Pandits must be encouraged to come back to Kashmir for festivals, pilgrimages and other special occasions and adequate logistical and security arrangements must be made to ensure this happens. A dialogue between civil society leaders of Kashmiri Pandits and Kashmiri Muslims must be promoted and facilitated. The return of Pandits is essential for the revitalization of Kashmiriyat, and their return – on terms acceptable to them – must continue to be a top priority of the state and central governments.



Commandment seven: Ordinary Kashmiris must be viewed as neither militants nor separatists nor even as being enamoured by Pakistan. In Kashmir today there exists an overwhelming sentiment against violence, irrespective of its origin. Militancy may not be down and out, but it has lost a great deal of popular legitimacy. Indeed, there is virtually no enthusiasm or sympathy for the foreign militants. Reports that Afghans belonging to the dreaded Lashkar-e-Tayyba may be dominating the militancy has generated deep discomfiture in significant sections of the valley. Kashmiris have always had an uneasy relationship with the Afghans, rooted in the history of the tyrannical Afghan rule over the valley.

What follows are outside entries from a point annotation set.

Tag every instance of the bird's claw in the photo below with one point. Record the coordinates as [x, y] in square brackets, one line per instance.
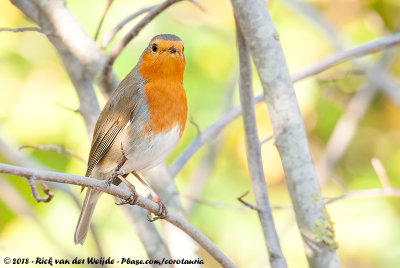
[162, 211]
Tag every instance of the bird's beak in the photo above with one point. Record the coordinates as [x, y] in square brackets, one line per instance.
[172, 50]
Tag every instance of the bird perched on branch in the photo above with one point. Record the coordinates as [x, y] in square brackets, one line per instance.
[141, 123]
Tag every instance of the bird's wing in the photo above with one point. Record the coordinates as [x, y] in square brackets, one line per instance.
[116, 114]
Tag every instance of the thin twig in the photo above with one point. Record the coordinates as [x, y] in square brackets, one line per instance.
[253, 152]
[46, 190]
[381, 192]
[368, 48]
[266, 140]
[56, 148]
[117, 49]
[196, 125]
[109, 36]
[240, 198]
[109, 3]
[124, 194]
[20, 30]
[381, 172]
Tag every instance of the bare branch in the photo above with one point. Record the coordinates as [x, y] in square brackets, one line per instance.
[253, 150]
[109, 36]
[212, 131]
[20, 30]
[56, 148]
[368, 48]
[312, 217]
[383, 192]
[205, 137]
[46, 190]
[381, 172]
[161, 181]
[124, 194]
[266, 140]
[109, 3]
[240, 198]
[117, 49]
[345, 129]
[147, 232]
[76, 48]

Similarly, there is an equally strong disillusionment with Pakistan. The political and social conditions prevailing within Pakistan have not gone unnoticed in the valley. The near total absence of a civil society, the deep ethnic conflict in Sindh and other areas, and the almost Orwellian control that is exercised in Pakistan-occupied Kashmir, has gradually left a deep impression on the Kashmiris. The coup by General Pervez Musharraf has strengthened the growing feeling in Kashmir that a country whose own commitment to democracy is so weak and imperfect can hardly be a real supporter of the democratic aspirations of the people of Jammu and Kashmir.

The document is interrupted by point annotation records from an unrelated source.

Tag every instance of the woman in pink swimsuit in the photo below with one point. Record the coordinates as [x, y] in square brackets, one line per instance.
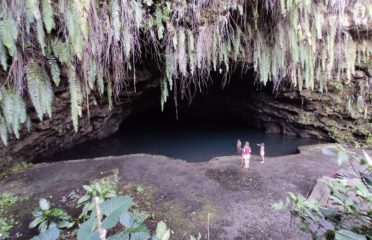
[262, 151]
[246, 155]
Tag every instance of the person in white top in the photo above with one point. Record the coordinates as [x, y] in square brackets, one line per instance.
[262, 151]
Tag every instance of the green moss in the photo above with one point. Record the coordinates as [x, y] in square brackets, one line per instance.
[19, 167]
[306, 118]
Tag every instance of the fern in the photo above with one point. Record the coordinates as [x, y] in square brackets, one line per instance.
[3, 57]
[14, 111]
[54, 70]
[116, 23]
[182, 57]
[127, 37]
[40, 89]
[9, 33]
[137, 13]
[100, 82]
[73, 27]
[62, 51]
[3, 130]
[191, 50]
[47, 15]
[109, 93]
[92, 74]
[75, 97]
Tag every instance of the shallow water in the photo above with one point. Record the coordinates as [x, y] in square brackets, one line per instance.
[193, 140]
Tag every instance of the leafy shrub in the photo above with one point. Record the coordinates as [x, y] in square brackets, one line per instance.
[52, 233]
[347, 212]
[48, 217]
[103, 189]
[114, 212]
[5, 228]
[7, 200]
[6, 224]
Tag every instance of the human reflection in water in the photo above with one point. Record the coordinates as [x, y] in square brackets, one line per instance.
[262, 151]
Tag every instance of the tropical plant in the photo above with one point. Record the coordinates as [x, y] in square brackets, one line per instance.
[5, 228]
[116, 211]
[345, 212]
[103, 189]
[7, 200]
[304, 43]
[52, 233]
[48, 217]
[195, 238]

Commandment eight: A dialogue between the centre and the Kashmiris should be as inclusive as possible, and no group or individual must be considered untouchable. No conditions must be attached at the beginning of a dialogue. It is quite obvious that any negotiations the centre conducts can in no way compromise the unity and integrity of India. Even separatists realise this, but any explicit conditionalities make it difficult for many to take the initial leap from the streets to the negotiating table. Similarly, even militants who are willing to give up arms and eschew violence should be given a place at the negotiating table, as must representatives from minorities and different regions of the state.



Commandment nine: Attempt to revive the ceasefire. The few days of the ceasefire by the Hizb-ul-Mujahideen were greeted with enthusiasm all over the state. The centre must make an attempt to revive the ceasefire, even while it continues the fight against those who do not give up violence.

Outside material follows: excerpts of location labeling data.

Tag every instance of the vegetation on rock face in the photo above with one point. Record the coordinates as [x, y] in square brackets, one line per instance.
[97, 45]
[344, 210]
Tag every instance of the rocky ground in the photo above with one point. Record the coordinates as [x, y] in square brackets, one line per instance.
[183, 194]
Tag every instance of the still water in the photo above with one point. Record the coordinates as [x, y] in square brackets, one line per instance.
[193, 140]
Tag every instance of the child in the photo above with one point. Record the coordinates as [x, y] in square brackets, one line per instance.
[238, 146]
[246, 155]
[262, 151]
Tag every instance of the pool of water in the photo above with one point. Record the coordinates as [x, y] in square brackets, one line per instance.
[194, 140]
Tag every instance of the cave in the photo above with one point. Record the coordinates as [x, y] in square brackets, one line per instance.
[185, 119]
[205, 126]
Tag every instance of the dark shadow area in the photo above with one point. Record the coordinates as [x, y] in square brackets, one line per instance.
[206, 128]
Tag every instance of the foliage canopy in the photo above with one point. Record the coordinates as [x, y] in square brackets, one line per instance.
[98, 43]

Commandment ten: A dialogue must not be for merely buying time or for transferring power to a new leadership, but for arriving at a modus vivendi that can ensure long term peace in the state. It is essential, therefore, that this dialogue is carried not through dilettante Track II wallahs, but by a specially constituted negotiating team that has the backing of the top political leadership of the country. A specially constituted task force, as earlier indicated, on Kashmir may perhaps be needed to carry out negotiations, as well as to address other pressing problems in the state.